AHA News: Top CEOs Offer Strategies to Improve Workplace Mental Health
More than 40 leading CEOs from around the country have issued a step-by-step plan to improve mental health in the workplace.
The executives released a report Tuesday called "Mental Health: A Workforce Crisis" as part of a leadership collaborative called the American Heart Association CEO Roundtable that includes executives from Johnson & Johnson and Bank of America, among others. The report offers seven strategies -- certified by an expert panel -- that employers can use to help workers manage depression, anxiety and other mental health conditions.
"We need to take care of our mental health with the same attention we take care of our physical health," said the report's chair, Jennifer Bruno, Vice President of Global Health Services at Johnson & Johnson. "Building a culture of workplace health takes time and commitment, but it can be done, and it needs to be done."
The report comes at a time of growing concern about mental health in all parts of society. Roughly 45 million U.S. adults experience mental illness each year, according to a 2016 National Institute of Mental Health nationwide survey. Three out of four U.S. employees reported struggling with issues related to their mental health, according to a recent survey commissioned by the AHA CEO Roundtable.

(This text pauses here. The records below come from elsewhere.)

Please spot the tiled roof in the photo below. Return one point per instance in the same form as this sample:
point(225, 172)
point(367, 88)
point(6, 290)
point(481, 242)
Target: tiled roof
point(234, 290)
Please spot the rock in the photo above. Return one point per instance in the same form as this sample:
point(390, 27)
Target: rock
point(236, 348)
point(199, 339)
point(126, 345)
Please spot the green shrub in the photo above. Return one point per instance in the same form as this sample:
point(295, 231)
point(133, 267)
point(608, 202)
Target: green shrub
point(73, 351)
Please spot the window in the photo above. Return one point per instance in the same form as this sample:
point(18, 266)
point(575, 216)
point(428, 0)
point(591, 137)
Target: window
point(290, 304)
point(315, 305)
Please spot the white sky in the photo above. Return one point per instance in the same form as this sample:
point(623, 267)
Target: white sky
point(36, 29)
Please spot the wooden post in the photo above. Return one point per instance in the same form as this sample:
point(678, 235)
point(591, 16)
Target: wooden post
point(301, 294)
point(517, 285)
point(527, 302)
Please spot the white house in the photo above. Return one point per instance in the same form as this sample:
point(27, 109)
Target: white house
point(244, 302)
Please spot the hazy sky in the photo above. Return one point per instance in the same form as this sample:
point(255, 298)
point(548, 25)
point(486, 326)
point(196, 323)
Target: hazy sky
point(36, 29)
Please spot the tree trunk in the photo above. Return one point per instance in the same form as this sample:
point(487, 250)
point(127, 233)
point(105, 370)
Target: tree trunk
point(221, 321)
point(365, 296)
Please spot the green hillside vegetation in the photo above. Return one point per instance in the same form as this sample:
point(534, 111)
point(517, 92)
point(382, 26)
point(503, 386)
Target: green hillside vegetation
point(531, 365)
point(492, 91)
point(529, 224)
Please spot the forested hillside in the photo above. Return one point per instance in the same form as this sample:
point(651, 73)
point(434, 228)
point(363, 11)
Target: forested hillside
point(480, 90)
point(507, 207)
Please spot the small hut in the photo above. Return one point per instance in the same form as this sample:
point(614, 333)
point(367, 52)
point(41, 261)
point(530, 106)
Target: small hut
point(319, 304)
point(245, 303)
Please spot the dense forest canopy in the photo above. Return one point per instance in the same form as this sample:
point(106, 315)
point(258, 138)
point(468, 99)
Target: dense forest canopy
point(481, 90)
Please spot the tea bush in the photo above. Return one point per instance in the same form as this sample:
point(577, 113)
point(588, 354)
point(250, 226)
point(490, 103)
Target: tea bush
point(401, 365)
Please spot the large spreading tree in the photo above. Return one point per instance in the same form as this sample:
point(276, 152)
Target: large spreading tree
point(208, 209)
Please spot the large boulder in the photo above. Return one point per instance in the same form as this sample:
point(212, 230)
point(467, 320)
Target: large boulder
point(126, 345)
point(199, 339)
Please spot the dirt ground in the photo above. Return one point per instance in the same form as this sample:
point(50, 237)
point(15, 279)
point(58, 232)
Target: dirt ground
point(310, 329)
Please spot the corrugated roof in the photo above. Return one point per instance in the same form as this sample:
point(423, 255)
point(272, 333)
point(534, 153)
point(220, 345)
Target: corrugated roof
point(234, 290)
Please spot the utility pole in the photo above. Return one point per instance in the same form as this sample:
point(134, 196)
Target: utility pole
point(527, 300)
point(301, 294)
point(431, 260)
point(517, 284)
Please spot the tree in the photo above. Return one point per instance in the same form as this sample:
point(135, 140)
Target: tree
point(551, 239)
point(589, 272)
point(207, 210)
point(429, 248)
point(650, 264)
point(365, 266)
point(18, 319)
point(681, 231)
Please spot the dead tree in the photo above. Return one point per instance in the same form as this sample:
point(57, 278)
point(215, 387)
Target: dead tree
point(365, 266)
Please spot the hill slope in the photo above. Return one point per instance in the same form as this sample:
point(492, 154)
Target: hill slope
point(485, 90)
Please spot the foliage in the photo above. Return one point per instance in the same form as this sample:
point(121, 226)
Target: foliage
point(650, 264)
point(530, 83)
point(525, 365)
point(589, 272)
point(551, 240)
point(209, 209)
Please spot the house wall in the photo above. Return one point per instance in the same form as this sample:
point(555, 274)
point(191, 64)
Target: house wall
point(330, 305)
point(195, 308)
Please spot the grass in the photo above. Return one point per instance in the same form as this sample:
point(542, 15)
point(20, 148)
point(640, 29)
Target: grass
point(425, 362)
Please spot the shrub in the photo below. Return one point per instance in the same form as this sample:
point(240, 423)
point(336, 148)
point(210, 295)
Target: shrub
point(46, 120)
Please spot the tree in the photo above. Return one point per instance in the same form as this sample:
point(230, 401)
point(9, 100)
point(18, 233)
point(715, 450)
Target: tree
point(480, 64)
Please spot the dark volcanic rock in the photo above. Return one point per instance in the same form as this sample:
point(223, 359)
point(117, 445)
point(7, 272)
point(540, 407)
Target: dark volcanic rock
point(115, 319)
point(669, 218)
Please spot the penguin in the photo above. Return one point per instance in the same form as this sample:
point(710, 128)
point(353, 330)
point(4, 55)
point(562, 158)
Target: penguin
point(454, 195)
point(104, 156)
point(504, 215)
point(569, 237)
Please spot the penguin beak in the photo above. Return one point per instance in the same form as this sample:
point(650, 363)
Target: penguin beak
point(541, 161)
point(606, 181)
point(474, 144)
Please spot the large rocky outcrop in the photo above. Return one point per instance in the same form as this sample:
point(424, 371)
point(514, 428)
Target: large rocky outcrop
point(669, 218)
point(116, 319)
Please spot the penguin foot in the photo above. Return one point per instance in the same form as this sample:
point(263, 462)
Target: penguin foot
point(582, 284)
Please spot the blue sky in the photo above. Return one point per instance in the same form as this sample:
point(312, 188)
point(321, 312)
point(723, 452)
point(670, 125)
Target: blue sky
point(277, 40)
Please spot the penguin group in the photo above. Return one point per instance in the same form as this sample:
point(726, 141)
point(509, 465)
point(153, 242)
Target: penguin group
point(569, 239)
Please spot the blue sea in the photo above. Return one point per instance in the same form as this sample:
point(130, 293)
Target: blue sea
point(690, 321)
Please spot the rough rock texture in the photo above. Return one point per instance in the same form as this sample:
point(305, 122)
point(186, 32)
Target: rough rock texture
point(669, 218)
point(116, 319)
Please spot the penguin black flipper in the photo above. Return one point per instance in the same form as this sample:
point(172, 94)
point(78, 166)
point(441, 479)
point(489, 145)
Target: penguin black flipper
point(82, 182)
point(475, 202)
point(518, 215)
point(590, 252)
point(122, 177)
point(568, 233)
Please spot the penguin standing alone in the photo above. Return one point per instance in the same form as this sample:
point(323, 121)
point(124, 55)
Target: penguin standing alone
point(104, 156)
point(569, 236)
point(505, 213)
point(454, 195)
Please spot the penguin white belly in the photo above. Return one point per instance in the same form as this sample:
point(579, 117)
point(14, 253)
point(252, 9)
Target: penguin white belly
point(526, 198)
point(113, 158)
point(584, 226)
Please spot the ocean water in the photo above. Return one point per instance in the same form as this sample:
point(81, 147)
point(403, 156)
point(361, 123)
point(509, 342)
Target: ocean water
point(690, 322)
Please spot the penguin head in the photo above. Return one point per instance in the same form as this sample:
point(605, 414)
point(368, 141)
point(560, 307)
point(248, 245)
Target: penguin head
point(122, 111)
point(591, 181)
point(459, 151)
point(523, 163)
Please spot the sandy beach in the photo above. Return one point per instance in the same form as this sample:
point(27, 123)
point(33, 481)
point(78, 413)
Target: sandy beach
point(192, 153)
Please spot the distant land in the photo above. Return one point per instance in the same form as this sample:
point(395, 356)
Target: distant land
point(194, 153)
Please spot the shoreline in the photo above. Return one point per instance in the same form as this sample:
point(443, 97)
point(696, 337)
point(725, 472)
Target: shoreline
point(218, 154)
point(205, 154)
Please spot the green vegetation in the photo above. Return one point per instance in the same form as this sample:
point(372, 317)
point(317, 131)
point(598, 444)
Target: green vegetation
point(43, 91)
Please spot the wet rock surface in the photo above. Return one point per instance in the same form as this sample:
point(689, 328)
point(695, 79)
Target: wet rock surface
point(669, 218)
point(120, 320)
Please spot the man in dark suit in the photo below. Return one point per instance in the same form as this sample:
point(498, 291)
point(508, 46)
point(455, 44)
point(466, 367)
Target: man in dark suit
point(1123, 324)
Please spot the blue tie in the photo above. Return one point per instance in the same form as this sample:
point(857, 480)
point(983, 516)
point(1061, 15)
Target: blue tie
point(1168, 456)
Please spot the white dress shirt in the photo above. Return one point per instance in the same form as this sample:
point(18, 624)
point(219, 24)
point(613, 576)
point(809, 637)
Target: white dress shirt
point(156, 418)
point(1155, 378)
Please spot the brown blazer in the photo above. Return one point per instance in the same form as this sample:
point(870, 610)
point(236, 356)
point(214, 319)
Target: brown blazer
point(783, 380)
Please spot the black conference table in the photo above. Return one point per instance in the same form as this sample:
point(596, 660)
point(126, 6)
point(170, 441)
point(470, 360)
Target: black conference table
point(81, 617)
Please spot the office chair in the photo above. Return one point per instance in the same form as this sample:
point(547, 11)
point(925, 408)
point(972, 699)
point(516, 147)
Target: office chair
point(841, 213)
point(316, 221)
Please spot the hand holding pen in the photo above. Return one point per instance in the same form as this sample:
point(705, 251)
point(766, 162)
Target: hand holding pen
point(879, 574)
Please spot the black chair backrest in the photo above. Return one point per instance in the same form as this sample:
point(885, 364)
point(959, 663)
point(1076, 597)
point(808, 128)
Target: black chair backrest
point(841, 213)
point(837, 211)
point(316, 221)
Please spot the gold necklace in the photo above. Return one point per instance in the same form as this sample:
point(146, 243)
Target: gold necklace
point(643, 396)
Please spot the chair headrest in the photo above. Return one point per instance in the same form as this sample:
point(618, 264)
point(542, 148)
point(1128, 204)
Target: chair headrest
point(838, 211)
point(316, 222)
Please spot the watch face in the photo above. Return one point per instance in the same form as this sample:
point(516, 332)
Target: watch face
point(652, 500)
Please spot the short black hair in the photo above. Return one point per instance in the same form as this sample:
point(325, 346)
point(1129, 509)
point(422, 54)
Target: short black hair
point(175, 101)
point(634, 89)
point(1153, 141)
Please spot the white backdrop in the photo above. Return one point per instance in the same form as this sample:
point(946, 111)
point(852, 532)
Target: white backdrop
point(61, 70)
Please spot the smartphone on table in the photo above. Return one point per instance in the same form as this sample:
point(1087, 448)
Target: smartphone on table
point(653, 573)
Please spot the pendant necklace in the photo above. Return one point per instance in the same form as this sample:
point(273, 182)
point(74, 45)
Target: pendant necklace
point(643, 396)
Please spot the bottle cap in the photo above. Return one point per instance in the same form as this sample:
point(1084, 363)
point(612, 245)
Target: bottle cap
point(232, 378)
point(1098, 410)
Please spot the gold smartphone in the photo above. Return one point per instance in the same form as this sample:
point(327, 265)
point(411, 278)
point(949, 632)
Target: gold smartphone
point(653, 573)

Darcy Gruttadaro, director of the American Psychiatric Association Foundation's Center for Workplace Mental Health, said the new report is a valuable tool at a pivotal time.
"Global rates of depression, anxiety and suicide are increasing each year, but less than half of people with mental health conditions receive treatment that would benefit them," said Gruttadaro, a member of an expert panel that helped develop the seven strategies. "It's a problem that impacts everyone - from employees in the front lines to those in the executive suites."
The "actionable strategies" urge employers and business leaders to focus on seven areas to make improvements: leadership; organizational and environmental support; communications; programs and benefits; engagement; community partnership; and reporting outcomes.
Gruttadaro said top business leaders are uniquely positioned to raise mental health awareness.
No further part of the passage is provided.